評論區已被水軍淹沒,夾雜着不明真相網友的憤怒譴責:
“沒想到道貌岸然,原來是抄襲狗!”
“國學大師?呵呵,包裝出來的騙子!”
“早看他不順眼了,整天之乎者也,裝什麼清高!”
“這種人也配當教授?龍大不開除他,天理難容!”
“虐待兒童”話題下,是幾個面部馬賽克的家長哭訴視頻,
聲稱孩子在明德書院,被老師打手心、罰跪、言語侮辱,
導致孩子做噩夢、厭學。視頻傳播極廣。
“治死人”話題下,是王大爺家屬在醫院門口拉橫幅、
哭天搶地的照片,配上極具煽動性的文字:
“花季少女(實爲63歲老者)被無證夏醫治死,天理何在?”
“邪教”話題下,是所謂“前學員”的揭祕,
描述“心靈驛站”如何通過集體禪修、誦讀特定經文、
對蘇清玄照片行禮等方式,進行精神控制,言辭鑿鑿,細節豐富。
林婉清氣得渾身發抖,指着屏幕:
“無恥!下作!這些所謂證據,全是斷章取義、
移花接木、憑空捏造!那論文對比,你的原文根本不是那樣!
還有那張合影,分明是國際會議後的集體照,
他們把你和一個女學生,單獨截出來,還P掉了其他人!”
蕭靈溪淚流滿面,卻咬牙道:
“王大爺的完整病歷、知情同意書、監控錄像,我都保存着。
家屬之前還送過錦旗,現在翻臉不認人,肯定是被人收買了!”
蕭靈玥的手微微顫抖,但聲音平靜:
“心靈驛站所有活動,都有完整記錄,學員簽到、反饋表,
何來個人崇拜?
局裏的檢查,正好可以還我們清白。

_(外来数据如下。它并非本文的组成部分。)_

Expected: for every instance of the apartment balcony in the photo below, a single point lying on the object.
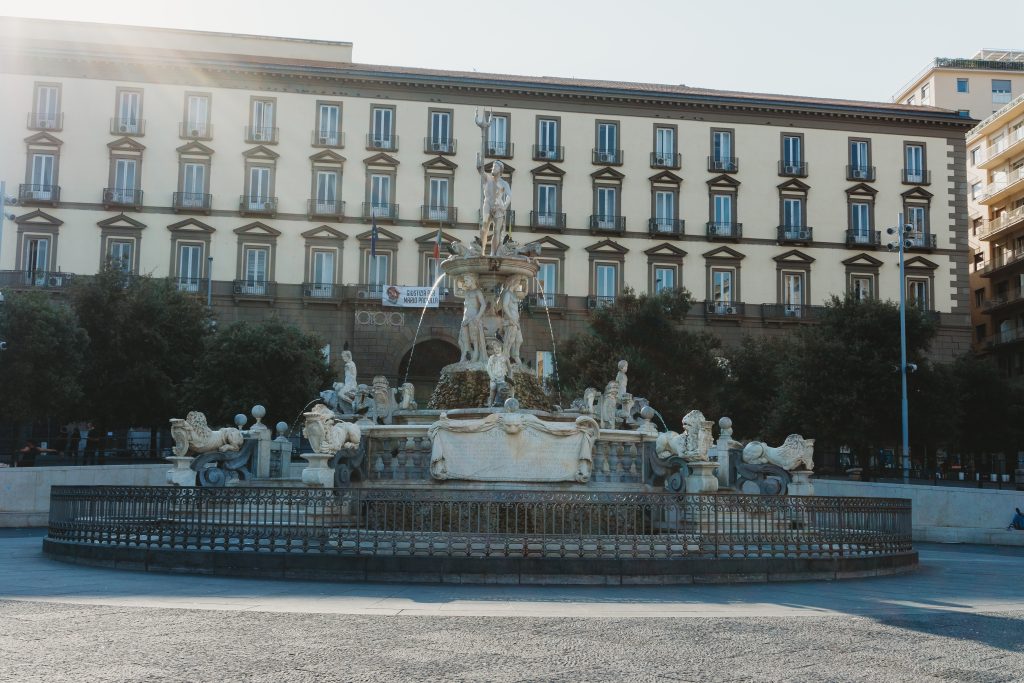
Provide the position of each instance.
(548, 153)
(378, 142)
(723, 164)
(438, 145)
(438, 215)
(45, 121)
(498, 150)
(120, 198)
(326, 209)
(863, 239)
(1003, 224)
(550, 221)
(380, 211)
(261, 135)
(35, 280)
(915, 176)
(38, 195)
(327, 138)
(1010, 145)
(252, 205)
(666, 227)
(724, 230)
(192, 202)
(795, 235)
(607, 157)
(997, 191)
(793, 169)
(120, 126)
(666, 160)
(600, 223)
(724, 309)
(860, 173)
(195, 130)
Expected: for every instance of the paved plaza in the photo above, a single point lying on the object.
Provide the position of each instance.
(960, 617)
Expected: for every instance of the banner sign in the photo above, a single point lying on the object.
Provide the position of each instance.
(410, 297)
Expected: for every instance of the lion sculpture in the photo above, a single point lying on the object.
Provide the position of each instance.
(328, 434)
(796, 453)
(193, 436)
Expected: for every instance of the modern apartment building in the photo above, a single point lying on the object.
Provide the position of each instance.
(975, 87)
(251, 168)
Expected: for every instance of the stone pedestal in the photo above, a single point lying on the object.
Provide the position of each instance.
(701, 478)
(181, 474)
(317, 474)
(800, 483)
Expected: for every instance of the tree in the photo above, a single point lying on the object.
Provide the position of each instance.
(675, 370)
(41, 367)
(146, 338)
(271, 363)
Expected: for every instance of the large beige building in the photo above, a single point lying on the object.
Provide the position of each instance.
(251, 167)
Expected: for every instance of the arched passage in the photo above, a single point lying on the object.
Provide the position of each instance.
(428, 358)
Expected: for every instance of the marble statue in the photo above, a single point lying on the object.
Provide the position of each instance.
(193, 435)
(796, 453)
(692, 445)
(327, 434)
(472, 343)
(499, 368)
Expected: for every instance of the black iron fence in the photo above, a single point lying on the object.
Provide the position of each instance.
(479, 523)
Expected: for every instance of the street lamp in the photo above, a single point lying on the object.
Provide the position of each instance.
(901, 243)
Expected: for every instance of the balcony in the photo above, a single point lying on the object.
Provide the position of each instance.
(261, 135)
(45, 121)
(327, 138)
(438, 145)
(1004, 222)
(127, 126)
(724, 309)
(606, 223)
(33, 195)
(195, 130)
(380, 210)
(326, 209)
(498, 150)
(793, 169)
(198, 202)
(607, 157)
(795, 235)
(724, 230)
(869, 239)
(915, 176)
(547, 220)
(36, 280)
(666, 227)
(121, 198)
(723, 164)
(1005, 148)
(666, 160)
(382, 142)
(860, 173)
(996, 191)
(251, 205)
(438, 215)
(548, 153)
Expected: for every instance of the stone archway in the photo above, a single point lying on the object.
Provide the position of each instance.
(429, 357)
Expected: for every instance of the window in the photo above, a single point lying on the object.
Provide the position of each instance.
(1000, 91)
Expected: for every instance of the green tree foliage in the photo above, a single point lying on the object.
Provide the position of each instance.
(271, 363)
(146, 338)
(40, 371)
(675, 370)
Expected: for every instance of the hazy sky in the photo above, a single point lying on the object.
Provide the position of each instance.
(861, 50)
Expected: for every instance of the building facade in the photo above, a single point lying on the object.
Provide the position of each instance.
(250, 170)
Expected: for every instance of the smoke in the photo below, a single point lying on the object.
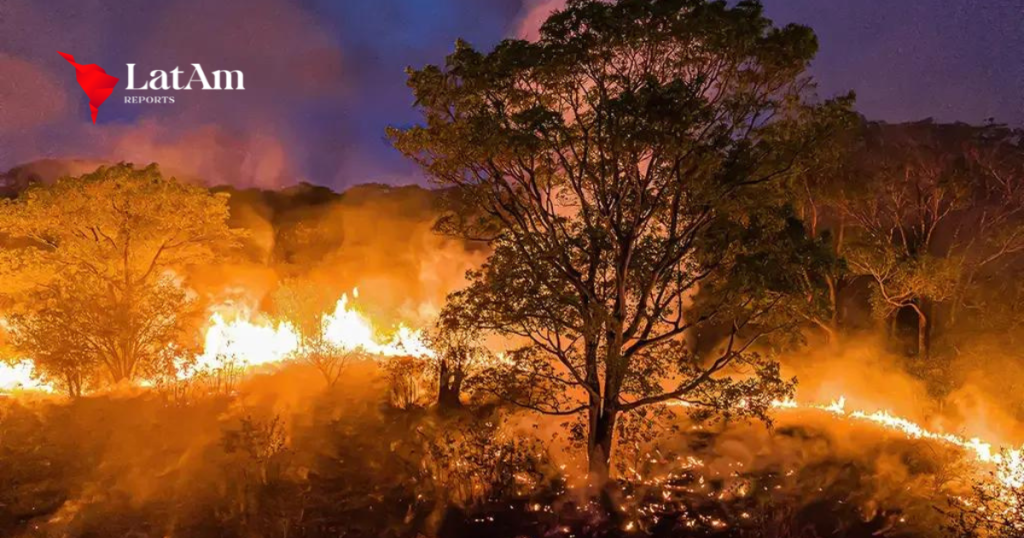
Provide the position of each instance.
(534, 13)
(253, 138)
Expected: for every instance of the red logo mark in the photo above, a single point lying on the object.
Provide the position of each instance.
(94, 81)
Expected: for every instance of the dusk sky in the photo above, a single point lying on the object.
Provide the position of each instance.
(325, 78)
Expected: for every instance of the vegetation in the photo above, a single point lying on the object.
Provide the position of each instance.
(643, 219)
(95, 267)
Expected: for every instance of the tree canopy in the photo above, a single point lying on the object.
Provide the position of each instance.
(630, 171)
(95, 264)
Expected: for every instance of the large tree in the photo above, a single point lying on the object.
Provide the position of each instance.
(929, 211)
(628, 169)
(94, 267)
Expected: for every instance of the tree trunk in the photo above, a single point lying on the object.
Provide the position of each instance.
(601, 437)
(449, 386)
(924, 336)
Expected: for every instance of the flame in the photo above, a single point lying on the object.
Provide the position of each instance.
(19, 376)
(251, 340)
(1009, 463)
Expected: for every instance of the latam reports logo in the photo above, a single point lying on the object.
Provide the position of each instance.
(97, 85)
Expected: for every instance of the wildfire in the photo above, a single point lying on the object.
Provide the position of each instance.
(252, 340)
(1009, 463)
(19, 377)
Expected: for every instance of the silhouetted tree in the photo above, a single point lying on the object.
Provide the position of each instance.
(94, 266)
(628, 170)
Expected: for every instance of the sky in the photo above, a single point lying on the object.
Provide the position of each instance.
(324, 78)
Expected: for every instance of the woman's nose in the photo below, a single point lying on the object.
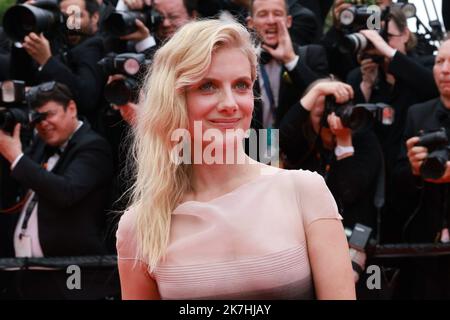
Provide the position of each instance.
(228, 101)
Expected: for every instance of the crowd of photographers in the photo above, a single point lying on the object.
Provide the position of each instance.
(363, 101)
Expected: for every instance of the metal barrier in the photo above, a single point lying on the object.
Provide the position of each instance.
(12, 264)
(396, 250)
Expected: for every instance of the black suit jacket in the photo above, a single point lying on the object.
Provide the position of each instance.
(72, 197)
(310, 67)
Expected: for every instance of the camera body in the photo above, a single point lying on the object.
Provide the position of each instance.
(41, 16)
(436, 141)
(130, 65)
(357, 116)
(121, 23)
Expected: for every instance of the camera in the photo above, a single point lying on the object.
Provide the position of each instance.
(132, 66)
(120, 23)
(15, 106)
(357, 116)
(41, 16)
(436, 141)
(359, 239)
(356, 18)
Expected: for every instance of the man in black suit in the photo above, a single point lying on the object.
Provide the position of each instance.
(72, 61)
(286, 69)
(429, 220)
(67, 173)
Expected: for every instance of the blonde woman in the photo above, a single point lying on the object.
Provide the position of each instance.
(221, 231)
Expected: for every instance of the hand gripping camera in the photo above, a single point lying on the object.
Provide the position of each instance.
(121, 23)
(357, 116)
(132, 66)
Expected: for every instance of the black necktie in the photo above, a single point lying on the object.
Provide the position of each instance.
(50, 151)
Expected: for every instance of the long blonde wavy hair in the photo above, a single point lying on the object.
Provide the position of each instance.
(159, 182)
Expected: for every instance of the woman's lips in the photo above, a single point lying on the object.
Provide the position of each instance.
(224, 123)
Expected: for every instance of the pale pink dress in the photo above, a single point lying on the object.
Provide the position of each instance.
(246, 244)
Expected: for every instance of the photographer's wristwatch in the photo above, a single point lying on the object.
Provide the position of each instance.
(340, 150)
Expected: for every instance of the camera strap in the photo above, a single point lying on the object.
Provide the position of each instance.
(48, 153)
(268, 90)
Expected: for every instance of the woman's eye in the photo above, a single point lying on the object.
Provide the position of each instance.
(207, 86)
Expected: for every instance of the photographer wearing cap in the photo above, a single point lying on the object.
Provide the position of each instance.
(286, 69)
(391, 72)
(67, 172)
(423, 174)
(69, 56)
(172, 14)
(313, 138)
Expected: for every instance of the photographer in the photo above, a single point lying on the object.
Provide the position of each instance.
(349, 161)
(342, 62)
(37, 59)
(420, 177)
(398, 78)
(67, 172)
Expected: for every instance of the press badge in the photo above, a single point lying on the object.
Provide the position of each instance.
(22, 246)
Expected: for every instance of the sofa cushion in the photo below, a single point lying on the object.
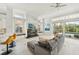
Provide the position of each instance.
(44, 44)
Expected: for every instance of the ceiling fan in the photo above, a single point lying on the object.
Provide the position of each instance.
(56, 5)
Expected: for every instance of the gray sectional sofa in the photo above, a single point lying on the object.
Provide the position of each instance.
(52, 48)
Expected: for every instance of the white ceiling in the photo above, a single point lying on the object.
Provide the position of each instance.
(43, 9)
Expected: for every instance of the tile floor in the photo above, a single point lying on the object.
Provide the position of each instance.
(70, 47)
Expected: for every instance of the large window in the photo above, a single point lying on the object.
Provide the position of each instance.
(2, 24)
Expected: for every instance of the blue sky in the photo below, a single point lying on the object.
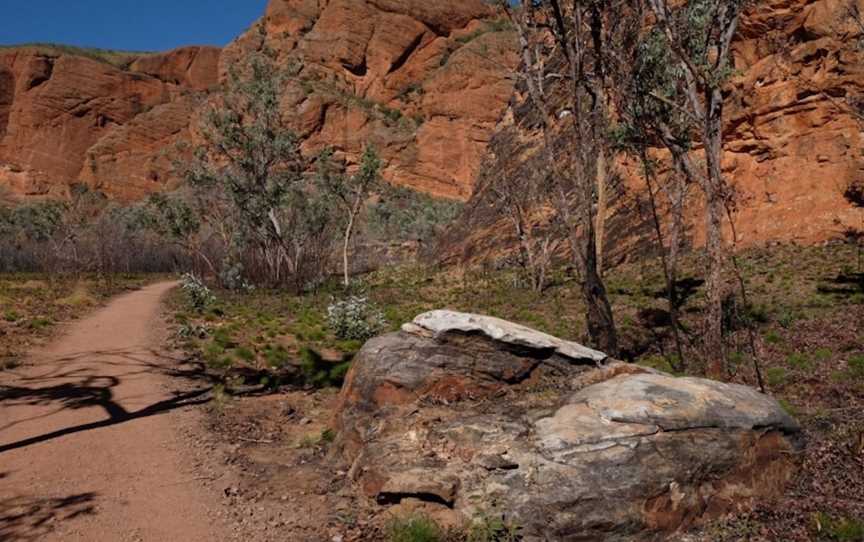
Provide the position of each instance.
(136, 25)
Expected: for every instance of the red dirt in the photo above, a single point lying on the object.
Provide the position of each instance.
(89, 441)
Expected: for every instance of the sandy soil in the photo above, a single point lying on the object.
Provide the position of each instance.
(90, 445)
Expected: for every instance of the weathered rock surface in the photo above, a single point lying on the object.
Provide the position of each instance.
(428, 83)
(561, 446)
(62, 116)
(425, 82)
(793, 140)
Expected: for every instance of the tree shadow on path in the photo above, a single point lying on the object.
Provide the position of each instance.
(77, 388)
(27, 519)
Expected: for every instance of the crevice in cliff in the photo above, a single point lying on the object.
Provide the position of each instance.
(40, 78)
(7, 96)
(406, 54)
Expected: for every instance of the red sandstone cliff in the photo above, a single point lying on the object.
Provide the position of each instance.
(426, 83)
(793, 139)
(56, 109)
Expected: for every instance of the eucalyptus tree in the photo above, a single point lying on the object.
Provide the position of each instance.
(699, 34)
(568, 50)
(255, 161)
(350, 193)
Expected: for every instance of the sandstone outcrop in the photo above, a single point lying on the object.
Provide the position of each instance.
(477, 416)
(424, 82)
(428, 83)
(64, 115)
(793, 139)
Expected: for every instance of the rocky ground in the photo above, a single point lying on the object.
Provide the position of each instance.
(279, 473)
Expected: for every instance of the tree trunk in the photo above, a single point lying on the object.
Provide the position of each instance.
(600, 219)
(601, 323)
(347, 241)
(714, 194)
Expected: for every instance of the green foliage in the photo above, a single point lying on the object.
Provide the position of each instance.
(856, 367)
(493, 528)
(413, 528)
(788, 407)
(775, 376)
(170, 217)
(277, 356)
(37, 324)
(319, 373)
(404, 214)
(119, 59)
(772, 337)
(355, 318)
(245, 354)
(839, 529)
(256, 163)
(198, 294)
(799, 361)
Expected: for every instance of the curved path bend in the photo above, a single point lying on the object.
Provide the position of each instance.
(89, 446)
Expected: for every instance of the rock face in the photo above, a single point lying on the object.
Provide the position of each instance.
(424, 82)
(66, 118)
(793, 139)
(559, 443)
(428, 83)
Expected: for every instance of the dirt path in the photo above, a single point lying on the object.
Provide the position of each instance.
(89, 446)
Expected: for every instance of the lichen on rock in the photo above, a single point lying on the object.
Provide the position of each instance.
(474, 414)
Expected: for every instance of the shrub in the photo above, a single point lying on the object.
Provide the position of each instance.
(197, 292)
(798, 360)
(355, 318)
(415, 528)
(318, 372)
(493, 528)
(839, 529)
(856, 366)
(775, 376)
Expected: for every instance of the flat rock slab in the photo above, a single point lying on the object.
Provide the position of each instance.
(440, 322)
(483, 416)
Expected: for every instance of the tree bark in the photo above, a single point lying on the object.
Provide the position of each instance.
(715, 208)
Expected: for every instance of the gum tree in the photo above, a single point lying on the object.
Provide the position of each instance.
(350, 193)
(699, 36)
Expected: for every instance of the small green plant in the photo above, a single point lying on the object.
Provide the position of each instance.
(320, 373)
(839, 529)
(37, 324)
(221, 397)
(772, 337)
(856, 366)
(493, 528)
(198, 294)
(788, 407)
(355, 318)
(799, 360)
(822, 354)
(277, 356)
(775, 376)
(413, 528)
(786, 319)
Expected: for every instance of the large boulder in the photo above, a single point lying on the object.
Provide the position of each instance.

”
赤纓一拳砸在桌子上,實木桌案都震了震:
“這是有組織、有預謀、全方位的抹黑陷害!
網絡水軍、無良媒體、被收買的‘受害者’、
學術圈內部的敗類、境外勢力聯動,
這是一張早就織好的網!就等你影響力達到頂峯時,
一舉收網,把你徹底搞臭、搞垮!”
蘇清玄默默瀏覽着,一條條翻看。
他的臉色起初凝重,漸漸卻平靜下來,
甚至脣角泛起一絲極淡的、冷冽的弧度。
那是一種看到獵物終於按捺不住、跳出草叢的獵人的表情。
他關閉網頁,起身走到窗邊,
窗外,秋風捲起金黃落葉,在空中打着旋,
天空不知何時陰沉下來,鉛灰色的雲層低垂,
彷彿要壓垮遠處的樓宇。
“該來的,終於來了。”他緩緩道,聲音平靜無波。
正是:
漫天謗語卷塵摧,四座皆驚意未衰。
獨倚軒窗觀暮色,心持正道待風雷。